Böylece hiçbir etnisite farkı gözetmeksizin vatandaşlık bağıyla bağlı olan herkesi ortak bir milli kimlikte buluşturan Anayasamızın temeli değiştirilmek istenmektedir. Oysaki milli kimlik etnisiteleri de kapsar. Etnisiteler ile milliyet çelişmez ve rakip değillerdir.

Bazıları da terörün yeni Anayasa yapmak suretiyle çözülebileceğini, terör örgütünün varmak istediği hedeflerin bir kısmının kabul edileceği Anayasa sayesinde terörün biteceğini savunmaktadır. Silah bırakmamış (hele hele nihai hedefi bağımsız bir devlet kurmak olan) hiçbir terör örgütü nihai hedefine ulaşmadan silah bırakmaz, terörü bitirmez. Silah bırakmamış teröristi memnun edecek bir Anayasa yapmak, devletin ve milletimizin teröre teslim olması demektir. İnanıyoruz ki, böyle bir Anayasa TBMM’ den geçmez, halk da kabul etmez.

C- KURUCU İRADEYE UYUM: T.C devletinin temel kuruluş felsefesi, kurucu irade ve varoluş gerekçeleriyle ters düşülmemelidir.

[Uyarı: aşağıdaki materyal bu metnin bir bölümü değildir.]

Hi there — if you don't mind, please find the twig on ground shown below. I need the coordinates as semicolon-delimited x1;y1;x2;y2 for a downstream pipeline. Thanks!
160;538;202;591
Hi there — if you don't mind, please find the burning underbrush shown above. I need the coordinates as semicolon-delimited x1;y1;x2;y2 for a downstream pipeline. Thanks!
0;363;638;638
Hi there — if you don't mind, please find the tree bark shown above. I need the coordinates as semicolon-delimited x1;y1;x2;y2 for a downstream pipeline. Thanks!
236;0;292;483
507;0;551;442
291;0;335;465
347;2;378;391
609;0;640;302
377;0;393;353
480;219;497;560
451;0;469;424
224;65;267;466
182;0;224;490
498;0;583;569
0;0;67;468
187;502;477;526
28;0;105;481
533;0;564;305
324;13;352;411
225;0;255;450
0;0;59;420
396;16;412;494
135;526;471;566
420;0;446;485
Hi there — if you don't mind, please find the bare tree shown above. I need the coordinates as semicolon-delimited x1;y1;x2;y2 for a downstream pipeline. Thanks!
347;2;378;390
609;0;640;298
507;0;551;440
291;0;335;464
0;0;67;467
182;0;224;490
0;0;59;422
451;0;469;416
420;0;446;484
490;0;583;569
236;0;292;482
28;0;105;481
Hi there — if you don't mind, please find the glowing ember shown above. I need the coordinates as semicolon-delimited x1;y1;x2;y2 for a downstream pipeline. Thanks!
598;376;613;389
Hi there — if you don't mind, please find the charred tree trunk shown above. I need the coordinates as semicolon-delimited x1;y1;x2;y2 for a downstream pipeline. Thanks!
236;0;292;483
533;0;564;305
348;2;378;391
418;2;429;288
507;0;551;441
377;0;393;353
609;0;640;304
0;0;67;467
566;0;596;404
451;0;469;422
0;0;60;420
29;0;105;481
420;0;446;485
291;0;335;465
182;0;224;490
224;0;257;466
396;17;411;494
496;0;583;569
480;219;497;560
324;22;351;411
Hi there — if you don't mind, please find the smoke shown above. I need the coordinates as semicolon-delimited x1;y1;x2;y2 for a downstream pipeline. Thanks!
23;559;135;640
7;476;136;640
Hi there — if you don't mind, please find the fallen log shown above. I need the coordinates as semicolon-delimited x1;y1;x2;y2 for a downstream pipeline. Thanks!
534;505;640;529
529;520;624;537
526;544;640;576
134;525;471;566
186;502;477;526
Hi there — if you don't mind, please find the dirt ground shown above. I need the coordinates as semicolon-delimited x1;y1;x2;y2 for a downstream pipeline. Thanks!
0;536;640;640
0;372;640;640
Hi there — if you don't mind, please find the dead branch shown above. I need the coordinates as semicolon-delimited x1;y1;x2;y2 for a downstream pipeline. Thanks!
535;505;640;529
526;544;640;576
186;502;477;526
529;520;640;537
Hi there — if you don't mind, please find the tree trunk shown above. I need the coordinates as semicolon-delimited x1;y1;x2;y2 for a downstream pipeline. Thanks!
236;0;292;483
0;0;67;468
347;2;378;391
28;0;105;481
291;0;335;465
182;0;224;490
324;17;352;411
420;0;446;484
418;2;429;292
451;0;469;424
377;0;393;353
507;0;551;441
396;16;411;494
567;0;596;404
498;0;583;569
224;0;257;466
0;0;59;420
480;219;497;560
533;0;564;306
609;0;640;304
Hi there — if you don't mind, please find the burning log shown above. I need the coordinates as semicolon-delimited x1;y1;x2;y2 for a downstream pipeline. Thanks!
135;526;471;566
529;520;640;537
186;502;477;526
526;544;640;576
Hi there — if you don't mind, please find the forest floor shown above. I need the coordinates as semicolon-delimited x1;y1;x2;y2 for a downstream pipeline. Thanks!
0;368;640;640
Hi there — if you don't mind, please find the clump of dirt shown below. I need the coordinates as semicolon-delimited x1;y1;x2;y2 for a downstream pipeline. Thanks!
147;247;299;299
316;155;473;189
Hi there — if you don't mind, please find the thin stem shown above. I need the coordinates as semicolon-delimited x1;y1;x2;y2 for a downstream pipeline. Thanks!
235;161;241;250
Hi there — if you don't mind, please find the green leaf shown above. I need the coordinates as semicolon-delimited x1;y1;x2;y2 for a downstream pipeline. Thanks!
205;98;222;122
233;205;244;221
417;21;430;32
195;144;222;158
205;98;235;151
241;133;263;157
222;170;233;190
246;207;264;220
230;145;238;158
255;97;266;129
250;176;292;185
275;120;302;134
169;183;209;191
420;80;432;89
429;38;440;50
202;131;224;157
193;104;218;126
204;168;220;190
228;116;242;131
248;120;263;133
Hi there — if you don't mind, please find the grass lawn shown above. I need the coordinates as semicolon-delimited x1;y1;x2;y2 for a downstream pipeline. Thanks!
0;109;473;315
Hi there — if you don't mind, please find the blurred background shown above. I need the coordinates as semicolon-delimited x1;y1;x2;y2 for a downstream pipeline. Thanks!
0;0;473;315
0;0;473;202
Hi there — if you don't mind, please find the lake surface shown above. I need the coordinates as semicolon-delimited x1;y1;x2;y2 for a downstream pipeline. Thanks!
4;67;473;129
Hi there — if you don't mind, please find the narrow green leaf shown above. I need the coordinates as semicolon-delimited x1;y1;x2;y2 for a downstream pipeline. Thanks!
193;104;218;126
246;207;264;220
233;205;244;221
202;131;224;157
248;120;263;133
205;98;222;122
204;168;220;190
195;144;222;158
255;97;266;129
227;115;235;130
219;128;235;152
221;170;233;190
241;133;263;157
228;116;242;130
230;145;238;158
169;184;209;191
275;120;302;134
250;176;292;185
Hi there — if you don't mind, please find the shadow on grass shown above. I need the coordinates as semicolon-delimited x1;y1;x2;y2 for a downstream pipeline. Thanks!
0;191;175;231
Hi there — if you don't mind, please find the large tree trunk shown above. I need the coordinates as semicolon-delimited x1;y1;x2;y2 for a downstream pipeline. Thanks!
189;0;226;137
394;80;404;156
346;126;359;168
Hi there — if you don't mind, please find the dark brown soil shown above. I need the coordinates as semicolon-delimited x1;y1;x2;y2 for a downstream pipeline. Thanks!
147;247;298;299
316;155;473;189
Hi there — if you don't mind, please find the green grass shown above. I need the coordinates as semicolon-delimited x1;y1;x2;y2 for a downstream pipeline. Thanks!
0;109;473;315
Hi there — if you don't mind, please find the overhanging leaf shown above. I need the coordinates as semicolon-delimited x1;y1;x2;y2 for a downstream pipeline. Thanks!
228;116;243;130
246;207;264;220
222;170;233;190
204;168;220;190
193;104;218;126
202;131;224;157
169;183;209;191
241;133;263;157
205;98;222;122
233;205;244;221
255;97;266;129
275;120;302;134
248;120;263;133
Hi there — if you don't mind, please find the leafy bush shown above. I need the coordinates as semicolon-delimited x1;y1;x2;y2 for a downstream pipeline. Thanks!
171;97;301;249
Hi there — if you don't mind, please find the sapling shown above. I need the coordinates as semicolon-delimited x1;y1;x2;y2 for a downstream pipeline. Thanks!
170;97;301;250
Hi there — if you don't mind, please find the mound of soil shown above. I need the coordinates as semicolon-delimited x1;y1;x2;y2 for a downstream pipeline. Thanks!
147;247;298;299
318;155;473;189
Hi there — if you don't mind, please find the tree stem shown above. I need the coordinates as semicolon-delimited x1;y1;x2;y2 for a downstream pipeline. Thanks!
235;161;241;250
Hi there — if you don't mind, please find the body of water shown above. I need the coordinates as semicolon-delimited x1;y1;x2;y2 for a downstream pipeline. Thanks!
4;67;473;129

D- YETKİ ALINMAYAN DEĞİŞİKLİKLER: Genel seçimler sürecinde, BDP haricindeki partiler “tek vatan, tek bayrak, tek dil, tek millet” fikrini savunduklarına göre TBMM’de temsil edilen diğer üç parti mensupları bu ilkeye aykırı düzenlemeleri teklif edemez, edilen teklifleri savunamaz. Milletten bu yönde bir yetki almamışlardır.

E- SOSYAL SÖZLEŞME: Türkiye “Yeni Anayasa” yapma sürecinde, en geniş mutabakat sağlanarak bir sosyal sözleşme hüviyeti sağlanmalıdır.

F- DEVLETİN TEMEL YAPISI:

Anayasanın başlangıç kısmı ve ilk üç maddesi aynen ve mutlaka korunmalıdır.

Anayasanın egemenliğin Türk milletine ait olduğunu belirten 6. maddesi ile 5., 10., 14., 41., 42. ve 66. maddeleri mutlaka korunmalıdır.

Vatandaşlık tanımı ile ilgili ayrımcılığı, etnik kökenli siyaseti ve etnik taassubu reddeden, Türkiye Cumhuriyeti vatandaşlarını bütünüyle kucaklayan mevcut düzenlemelerin aynen muhafaza edilmesi gerekir.

Anayasal vatandaşlık”, “çokkültürlülük” ve “Türkiyelilik” kavramları milli, devlet olarak örgütlenmiş Türkiye Cumhuriyeti’nin temel niteliklerinin kökten değiştirilmesi çabasıdır.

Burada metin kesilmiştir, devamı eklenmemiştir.